Kayırmak değil de tiyatroya gitmenin ekonomik bir durumu var. Dolayısıyla o seyirci kategorisi kendiliğinden oluşuyor. Bunu ben oluşturmuyorum. Dizi seyircisi ayrı, tiyatro seyircisi ayrı diyemem. Ben, 'Muhteşem Yüzyıl'da Kanuni olmadım ama bu seyircim olmadığı anlamına gelmez. İnsanın yüzde 70'i su, bizim de yüzde 70'imiz ego. 'Seni 'Testosteron'da izledim' dediklerinde benim için egosantrik bir durum oluyor.

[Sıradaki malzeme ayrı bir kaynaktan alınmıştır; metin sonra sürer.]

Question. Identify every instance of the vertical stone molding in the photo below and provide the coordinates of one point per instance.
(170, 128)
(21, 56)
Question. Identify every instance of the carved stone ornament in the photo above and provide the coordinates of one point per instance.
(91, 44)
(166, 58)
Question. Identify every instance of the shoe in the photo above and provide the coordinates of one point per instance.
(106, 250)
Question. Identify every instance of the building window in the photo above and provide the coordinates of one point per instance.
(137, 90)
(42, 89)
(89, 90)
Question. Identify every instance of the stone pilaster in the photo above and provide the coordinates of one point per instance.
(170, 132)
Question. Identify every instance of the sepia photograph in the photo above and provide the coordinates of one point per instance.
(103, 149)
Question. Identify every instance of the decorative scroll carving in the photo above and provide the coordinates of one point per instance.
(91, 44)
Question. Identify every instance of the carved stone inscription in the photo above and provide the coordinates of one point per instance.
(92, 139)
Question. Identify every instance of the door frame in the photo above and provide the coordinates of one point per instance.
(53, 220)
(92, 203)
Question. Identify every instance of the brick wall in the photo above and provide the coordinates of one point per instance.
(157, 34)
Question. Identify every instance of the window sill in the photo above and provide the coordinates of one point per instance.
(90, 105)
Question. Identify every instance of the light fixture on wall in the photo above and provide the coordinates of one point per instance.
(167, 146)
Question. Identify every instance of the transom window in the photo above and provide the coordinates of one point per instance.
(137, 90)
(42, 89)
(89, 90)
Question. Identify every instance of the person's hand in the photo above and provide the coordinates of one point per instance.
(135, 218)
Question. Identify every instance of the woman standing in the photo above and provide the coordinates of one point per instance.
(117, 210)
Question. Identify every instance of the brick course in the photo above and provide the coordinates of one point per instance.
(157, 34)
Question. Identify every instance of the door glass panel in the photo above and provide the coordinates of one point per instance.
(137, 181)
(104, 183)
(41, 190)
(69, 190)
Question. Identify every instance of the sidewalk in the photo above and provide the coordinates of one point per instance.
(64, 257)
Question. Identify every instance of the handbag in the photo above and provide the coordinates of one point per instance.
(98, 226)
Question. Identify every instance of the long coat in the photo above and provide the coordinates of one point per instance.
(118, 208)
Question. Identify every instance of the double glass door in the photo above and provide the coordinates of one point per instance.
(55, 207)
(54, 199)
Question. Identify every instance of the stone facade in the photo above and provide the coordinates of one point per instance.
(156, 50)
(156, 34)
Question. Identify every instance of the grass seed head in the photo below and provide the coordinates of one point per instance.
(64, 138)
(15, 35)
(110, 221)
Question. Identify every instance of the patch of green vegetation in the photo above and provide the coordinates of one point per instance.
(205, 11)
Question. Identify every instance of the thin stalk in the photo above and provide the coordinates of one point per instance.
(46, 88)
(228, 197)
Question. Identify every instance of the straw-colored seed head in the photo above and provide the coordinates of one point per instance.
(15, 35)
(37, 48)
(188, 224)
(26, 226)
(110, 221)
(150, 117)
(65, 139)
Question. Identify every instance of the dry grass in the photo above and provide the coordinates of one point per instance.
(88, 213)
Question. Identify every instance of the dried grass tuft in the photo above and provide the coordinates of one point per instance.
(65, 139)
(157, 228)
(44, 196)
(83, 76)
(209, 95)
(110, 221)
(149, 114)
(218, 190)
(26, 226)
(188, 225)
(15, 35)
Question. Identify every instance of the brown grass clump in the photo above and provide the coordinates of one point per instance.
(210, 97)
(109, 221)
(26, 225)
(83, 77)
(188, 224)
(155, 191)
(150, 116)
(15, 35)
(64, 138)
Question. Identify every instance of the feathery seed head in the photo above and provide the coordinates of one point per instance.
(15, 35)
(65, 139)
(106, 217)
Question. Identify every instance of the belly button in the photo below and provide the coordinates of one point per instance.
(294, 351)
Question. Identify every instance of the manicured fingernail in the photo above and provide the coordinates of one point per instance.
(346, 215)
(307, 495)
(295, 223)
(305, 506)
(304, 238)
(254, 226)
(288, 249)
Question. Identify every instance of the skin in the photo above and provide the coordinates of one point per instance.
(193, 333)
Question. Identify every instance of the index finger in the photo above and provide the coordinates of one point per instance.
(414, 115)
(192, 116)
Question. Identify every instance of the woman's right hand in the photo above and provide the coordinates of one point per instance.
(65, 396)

Sizce dizi mi, tiyatro mu?
Ben televizyon tarafını küçümsemiyorum. İkisinde de oyunculuk yapıyoruz. Her birinin hazırlanış şekilleri farklı. Ben her yerde aynı gazla, aynı şevkle işimi yapmaya çalışıyorum. Birçok konuda haddimi bilmeyi tercih ediyorum ama özellikle tiyatroda çok da alçakgönüllü değilim. Çünkü çok çalıştım. O yüzden tiyatro kariyeri olarak yüzde 100 hayalini kurduğum bir yerdeyim. Tiyatro özgeçmişim bir sayfaya sığmıyor.

KOMİKLİK GENLERİMDE VAR

Seyircinin hep sempatiyle hatırladığı oyunculardan oldunuz. Bunda oynadığınız rollerin etkisi yadsınamaz değil mi?
Özellikle televizyonda daha halk tipi, enerjik, sempatik, bitirim tipler denk geldi. Soyadımız da Şakrak. Komiklik genlerde var. Sonradan olma değil. Şen şakrak bir adamız yani. Gemlik'te büyüdüm ben. Körfez çocuğuyum. O yüzden bu hal bizim doğalımız.

Kendinizi yakışıklı buluyor musunuz?
Yakışıklı değilim ama sempatiğim galiba. İyi insan olmaya çalışıyorum. Sanırım yersiz bir albenim var.

Kendinizi doğru ifade edebildiğinizi düşünüyor musunuz?
Hiç öyle bir kaygım yok. O durum, "İşte bakın ben" demek oluyor ya, ben onu yapamam. Yaparsam da kesin rezil olurum. Çok sevenim var. Sektörde de aramın kötü olduğu kimse yok. Genel olarak problemli biri değilim.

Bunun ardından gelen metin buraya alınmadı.